Principle:InternLM Lmdeploy Pytorch Engine Configuration
| Knowledge Sources | |
|---|---|
| Domains | LLM_Inference, Configuration |
| Last Updated | 2026-02-07 15:00 GMT |
Overview
A configuration pattern that parameterizes the PyTorch inference backend with support for data parallelism, expert parallelism, LoRA adapters, and multi-platform deployment.
Description
PyTorch Engine Configuration extends the engine configuration principle for the PyTorch-based inference backend. It supports features not available in TurboMind:
- Data Parallelism (dp) for throughput scaling across GPU groups
- Expert Parallelism (ep) for Mixture-of-Experts models
- LoRA adapter serving (adapters) for serving multiple fine-tuned variants
- Multi-platform support (device_type: cuda, ascend, maca, camb) for non-NVIDIA hardware
- Disaggregated serving (role: Hybrid, Prefill, Decode) for prefill-decode separation
This is the required backend for SmoothQuant (W8A8) quantized models and models with architectures not yet supported by TurboMind.
Usage
Use this configuration when deploying models on non-NVIDIA hardware, when using SmoothQuant quantization, when serving LoRA adapters, or when the model architecture is only supported by the PyTorch backend.
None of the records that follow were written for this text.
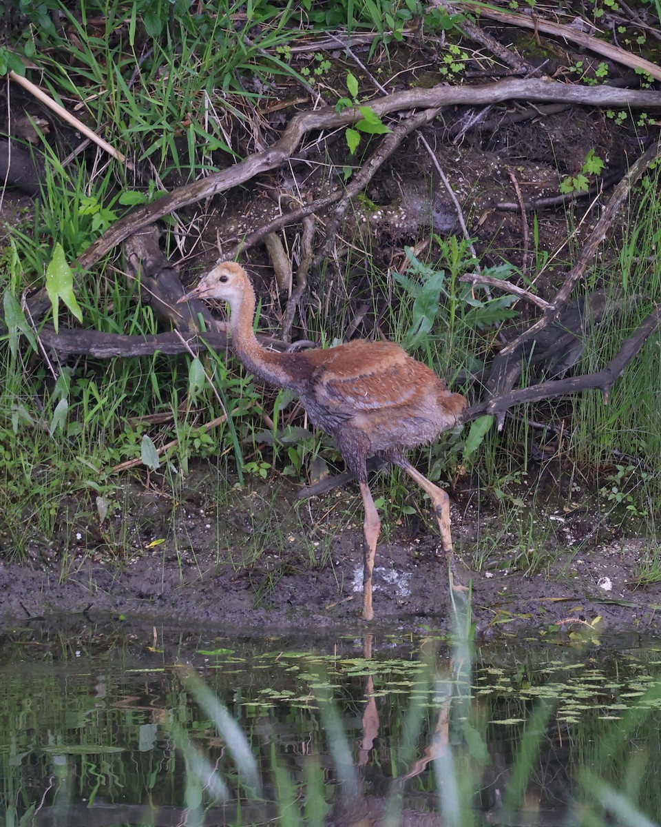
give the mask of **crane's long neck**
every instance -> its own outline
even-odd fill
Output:
[[[230,332],[236,356],[259,379],[280,388],[293,387],[296,380],[288,364],[294,355],[273,353],[259,344],[253,330],[254,307],[254,292],[250,284],[240,296],[230,299]]]

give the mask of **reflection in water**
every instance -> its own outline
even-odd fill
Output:
[[[656,654],[590,645],[18,630],[0,825],[654,818]]]

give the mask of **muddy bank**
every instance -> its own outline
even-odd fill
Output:
[[[85,613],[93,619],[203,626],[219,633],[249,627],[449,630],[445,566],[426,519],[385,527],[376,562],[375,618],[368,624],[359,619],[360,515],[352,518],[339,505],[349,508],[354,492],[329,495],[295,512],[291,501],[288,507],[266,496],[268,488],[233,490],[214,506],[199,485],[191,485],[195,495],[181,504],[136,487],[128,498],[131,506],[113,518],[117,529],[133,538],[132,550],[125,548],[121,557],[108,552],[112,526],[105,544],[93,547],[98,528],[88,524],[86,532],[84,514],[72,516],[61,541],[66,549],[36,548],[25,565],[0,561],[0,623],[7,628]],[[287,499],[293,490],[286,487]],[[421,515],[428,517],[424,506]],[[497,534],[497,514],[477,515],[460,495],[452,516],[458,567],[472,583],[471,617],[480,636],[554,633],[556,626],[571,633],[589,631],[587,624],[608,632],[661,627],[661,584],[634,586],[643,540],[605,529],[582,544],[578,535],[592,518],[572,523],[559,513],[540,513],[535,522],[559,528],[545,535],[535,565],[532,552],[525,557],[524,550],[522,559],[516,538],[508,543],[506,533]],[[497,536],[502,548],[481,560],[480,550]]]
Also required for data-parallel deployments.
Theoretical Basis
The PyTorch backend configuration extends the base engine configuration with additional parallelism dimensions:
- Tensor Parallelism (TP): Splits individual layers across GPUs
- Data Parallelism (DP): Replicates model across GPU groups for throughput
- Expert Parallelism (EP): Distributes MoE experts across GPUs
Pseudo-code:
# Abstract parallelism strategy
if model.is_moe:
config = PytorchConfig(tp=2, dp=2, ep=4) # 16 GPUs total
elif need_lora:
config = PytorchConfig(tp=N, adapters={"adapter1": "/path"})
elif target_device != "cuda":
config = PytorchConfig(device_type=target_device)